Dans un orchestre, ils sont souvent en arrière-plan, dans l’ombre, jouant apparemment les seconds rôles. Et pourtant, tout repose sur leur talent, leur dextérité et leur art de la maîtrise de leurs différents instruments de musique. La réussite d’un concert ou d’un enregistrement dépend largement des performances de ces généreux instrumentistes. A la base de la musique polyphonique, nous avons la guitare. Parmi la première génération de guitaristes togolais, figure en bonne place Napo Tchandikou Mama qui jouit aujourd’hui d’une longévité et qui en regardant dans le rétroviseur, témoigne de sa collaboration artistique avec la diva Bella Bellow, décédée seulement à 27 ans.
La Diva Bella Bellow :
Le patrimoine musical togolais Bella Bellow est né le 1er janvier 1945 à Tsévié. C’est après son passage à d’Abidjan en Côte d’Ivoire que la carrière musicale de la belle Georgette Nafiatou Adjoavi Bellow débute réellement. De manifestations publiques, en rencontres officielles, Bella Bellow représente le Togo au Festival des Arts Nègres à Dakar en 1966, dépassant ainsi le cadre national. Sa carrière prend un tournant décisif en 1968 lorsque Gérard Akueson, premier éditeur phonographique africain la prend en charge. La qualité artistique de Bella Bellow réside dans la virtuosité de son verbe relayée par la recherche rythmique et mélodique de la musique. Il émane d’elle ce que personne ne parvient à décrire vraiment. La beauté d’une voix charismatique, mielleuse, suave, chaude et veloutée qui donne candeur, frisson, mélancolie mêlée de joie. Jamais, elle n’épaissit le trait, une allégresse et une énergie se dégagent de sa voix de rossignole, expression d’une capacité vocale surprenante.

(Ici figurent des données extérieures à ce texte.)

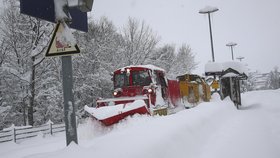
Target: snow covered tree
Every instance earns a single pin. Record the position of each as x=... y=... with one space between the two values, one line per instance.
x=26 y=39
x=184 y=62
x=162 y=57
x=138 y=42
x=98 y=59
x=274 y=79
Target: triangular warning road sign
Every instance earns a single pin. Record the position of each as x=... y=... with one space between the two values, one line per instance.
x=56 y=48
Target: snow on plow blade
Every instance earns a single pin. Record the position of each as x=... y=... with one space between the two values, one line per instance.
x=109 y=115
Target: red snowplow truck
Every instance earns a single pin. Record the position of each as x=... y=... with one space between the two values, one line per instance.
x=142 y=89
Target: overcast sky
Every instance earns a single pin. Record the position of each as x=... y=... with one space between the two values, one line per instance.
x=253 y=24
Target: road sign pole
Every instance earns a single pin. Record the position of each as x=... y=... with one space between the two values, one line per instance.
x=69 y=107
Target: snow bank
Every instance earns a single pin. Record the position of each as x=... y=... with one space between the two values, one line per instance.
x=109 y=111
x=211 y=130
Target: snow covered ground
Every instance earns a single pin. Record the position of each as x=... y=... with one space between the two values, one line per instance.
x=210 y=130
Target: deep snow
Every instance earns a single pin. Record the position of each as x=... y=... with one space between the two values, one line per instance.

Accompagnée de Manu Dibango au clavier, de Slim Pezin à la guitare et de Jeanot Mandengue à la basse, elle enregistre « Rockia », dans laquelle une musique aux accents « hindrixien » fait écho à sa voix à tonalité orientale. Le succès est immédiat. En choisissant de chanter dans les dialectes nationaux, elle accentue le caractère identitaire de sa création, emboîtant le pas à Myriam Makeba dont elle est une grande admiratrice. On y note des titres comme « Blewu », une prière dans la douleur digne d’un négro spiritual. « Denyigban » quant à lui est une ode à la mère patrie, le Togo. « Senye » est une interpellation du destin. Les titres « Lafoulou » et « Zelie » sont inspirés des chansons de réjouissance des jeunes filles au clair de lune. « Nyedzi » offre la plus sécurisante assurance à l’amour fidèle et sincère. Dans ses oratorios, elle parvient à mélanger tous les genres, passant des contes traditionnels aux drames psychologiques. Elle écrit et compose grâce à un mélange de chansons traditionnelles togolaises et de blues. Sur scène, armée de son chasse-mouches comme seul attribut, elle électrise les foules sur les scènes de Paris, d’Athènes, de Rio de Janeiro, des Antilles…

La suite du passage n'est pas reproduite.